Employee Liaison: ABC may designate an employee to be on the referral source premises for a certain number of hours each week. The employee may educate the referral source staff regarding medical equipment (to be used in the home) and related services. The employee may also work with a patient, after a referral is made to ABC (but before the patient leaves the referral source’s premises), in order for there to be a smooth transition when the patient goes home. The employee liaison may not assume responsibilities that the referral source is required to fulfill. Doing so will save the referral source money, which will likely constitute a violation of the anti-kickback statute.
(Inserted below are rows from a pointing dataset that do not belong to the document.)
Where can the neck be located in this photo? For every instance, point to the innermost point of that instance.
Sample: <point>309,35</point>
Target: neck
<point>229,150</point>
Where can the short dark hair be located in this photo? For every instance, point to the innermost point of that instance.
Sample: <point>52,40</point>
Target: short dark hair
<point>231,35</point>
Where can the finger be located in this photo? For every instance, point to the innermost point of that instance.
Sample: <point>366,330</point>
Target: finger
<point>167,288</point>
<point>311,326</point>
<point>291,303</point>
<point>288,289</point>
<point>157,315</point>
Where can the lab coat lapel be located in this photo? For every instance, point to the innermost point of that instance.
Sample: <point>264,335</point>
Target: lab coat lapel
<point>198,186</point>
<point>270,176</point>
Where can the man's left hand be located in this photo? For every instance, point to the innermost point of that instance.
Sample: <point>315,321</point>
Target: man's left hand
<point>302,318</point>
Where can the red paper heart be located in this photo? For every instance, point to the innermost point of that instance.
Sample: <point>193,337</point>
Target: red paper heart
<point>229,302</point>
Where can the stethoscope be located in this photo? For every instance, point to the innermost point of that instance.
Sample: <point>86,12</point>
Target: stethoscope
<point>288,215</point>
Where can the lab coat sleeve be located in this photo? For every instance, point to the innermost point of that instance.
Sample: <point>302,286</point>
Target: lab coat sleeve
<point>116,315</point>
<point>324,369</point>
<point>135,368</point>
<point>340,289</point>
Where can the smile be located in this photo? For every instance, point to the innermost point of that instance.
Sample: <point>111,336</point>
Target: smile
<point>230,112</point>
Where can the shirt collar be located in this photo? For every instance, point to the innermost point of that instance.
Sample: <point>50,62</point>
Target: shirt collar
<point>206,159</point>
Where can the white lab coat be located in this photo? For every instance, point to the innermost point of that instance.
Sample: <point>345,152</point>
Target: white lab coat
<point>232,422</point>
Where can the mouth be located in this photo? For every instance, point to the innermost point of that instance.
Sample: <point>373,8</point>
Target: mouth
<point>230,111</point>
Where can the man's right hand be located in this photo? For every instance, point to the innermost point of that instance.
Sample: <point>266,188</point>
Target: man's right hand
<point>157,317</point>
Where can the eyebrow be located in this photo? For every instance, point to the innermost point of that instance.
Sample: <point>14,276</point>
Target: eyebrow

Use of Employees: It is acceptable for an HME company to pay commissions, bonuses and other production-based compensation to bona fide full-time and part-time employees who market the company’s products and services. There is a specific exception to the Medicare anti-kickback statute for payments to bona fide employees.
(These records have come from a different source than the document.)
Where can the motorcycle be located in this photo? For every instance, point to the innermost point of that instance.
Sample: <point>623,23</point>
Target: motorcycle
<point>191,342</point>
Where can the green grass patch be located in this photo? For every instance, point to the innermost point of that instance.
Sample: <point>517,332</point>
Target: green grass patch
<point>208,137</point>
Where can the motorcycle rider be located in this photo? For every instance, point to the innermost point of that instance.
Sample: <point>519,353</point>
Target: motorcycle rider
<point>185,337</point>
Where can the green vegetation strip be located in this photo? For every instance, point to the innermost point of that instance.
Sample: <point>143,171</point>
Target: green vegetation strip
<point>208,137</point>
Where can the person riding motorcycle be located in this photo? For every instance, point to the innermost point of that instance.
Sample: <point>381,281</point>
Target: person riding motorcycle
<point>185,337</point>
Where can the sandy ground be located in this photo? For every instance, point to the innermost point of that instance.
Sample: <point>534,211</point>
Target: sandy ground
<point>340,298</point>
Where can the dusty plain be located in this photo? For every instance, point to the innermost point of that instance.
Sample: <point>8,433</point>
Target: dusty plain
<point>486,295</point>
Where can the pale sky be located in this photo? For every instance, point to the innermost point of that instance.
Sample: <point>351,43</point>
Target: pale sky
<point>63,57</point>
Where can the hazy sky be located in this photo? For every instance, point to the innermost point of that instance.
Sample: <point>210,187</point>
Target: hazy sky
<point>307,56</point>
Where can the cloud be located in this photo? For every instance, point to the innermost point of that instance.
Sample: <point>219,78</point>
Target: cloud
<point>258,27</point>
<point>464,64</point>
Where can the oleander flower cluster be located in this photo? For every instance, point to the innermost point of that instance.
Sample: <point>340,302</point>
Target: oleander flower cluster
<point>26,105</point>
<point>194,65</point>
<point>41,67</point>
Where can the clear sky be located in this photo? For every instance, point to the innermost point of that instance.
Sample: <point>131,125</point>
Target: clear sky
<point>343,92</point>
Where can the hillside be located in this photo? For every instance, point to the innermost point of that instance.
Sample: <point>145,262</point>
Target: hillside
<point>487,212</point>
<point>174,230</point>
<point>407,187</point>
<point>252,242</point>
If an HME company pays commissions, bonuses and other production-based compensation to an independent contractor to market to Medicare/Medicaid patients, then the Medicare anti-kickback statute will likely be violated.
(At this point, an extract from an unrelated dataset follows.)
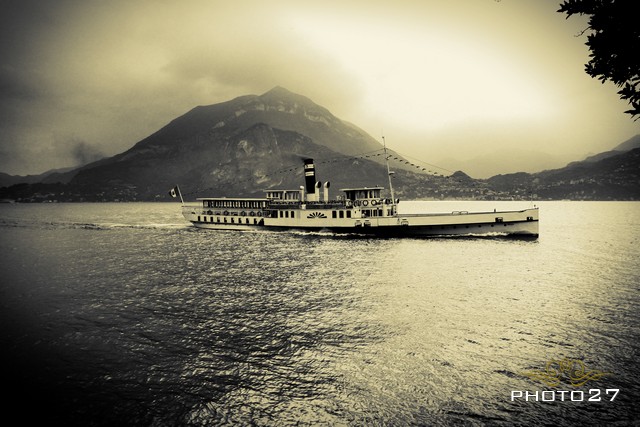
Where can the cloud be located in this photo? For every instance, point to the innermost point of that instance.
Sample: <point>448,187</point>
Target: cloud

Assume that the independent contractor wishes to market only to commercial/cash-paying patients and be paid on a commission basis. This is acceptable unless applicable state law says otherwise.
Use of Independent Contractors: As discussed above, an HME company cannot pay commissions, bonuses or other production-based payments to independent contractors for marketing to Medicare/Medicaid patients.
Approaching Referral Sources: It is acceptable for the HME company to call on physicians, hospital discharge planners, home health agencies, and other referral sources in order to market the company’s products and services. Under federal law, the HME company cannot directly or indirectly give something of value to the referral sources for referrals. Stark allows an HME company to furnish non-cash items (such as meals) to a physician so long as the cost of the meals, in the aggregate, does not exceed $373 over 12 months. Assume that the referral source will refer only commercial/cash-paying customers to the HME company. As to whether the HME company can give anything of value to the referral source will be determined by state law.
Mail-Outs: On condition that the HME company secures a mailing list in such a way that HIPAA is not violated (e.g., the list comes from a non-covered entity), then the company can mail out promotional literature to the individuals on the list.
Promotional Items to Customers and Potential Customers: The HME company can offer an item of nominal value (i.e., retail value of not more than $10) to prospective customers covered by a government health care program. Over a 12-month period, the HME company may not give items to any one prospective customer (covered by a government health care program) that have a combined retail value greater than $50. As to whether the HME company can offer items to commercial/cash-paying customers and, if so, the value of the items depends on the applicable state statutes.
Health Fairs, Luncheons, Kiosks and Open Houses: The HME company can participate in local health fairs. Similarly, the company can put on a short program during lunch at a senior citizens’ center, at which time the company can distribute promotional literature. The HME company can place a kiosk in a mall that promotes the company’s products and services. When appropriate (e.g., opening a new location), the HME company can hold an open house. During the open house, it is appropriate for the HME company to conduct a drawing in which the prize is something like an iPad. Even though the iPad has a value in excess of $10, the chance of a person winning the iPad is very small. In other words, the “chance” of winning the iPad is well below $10.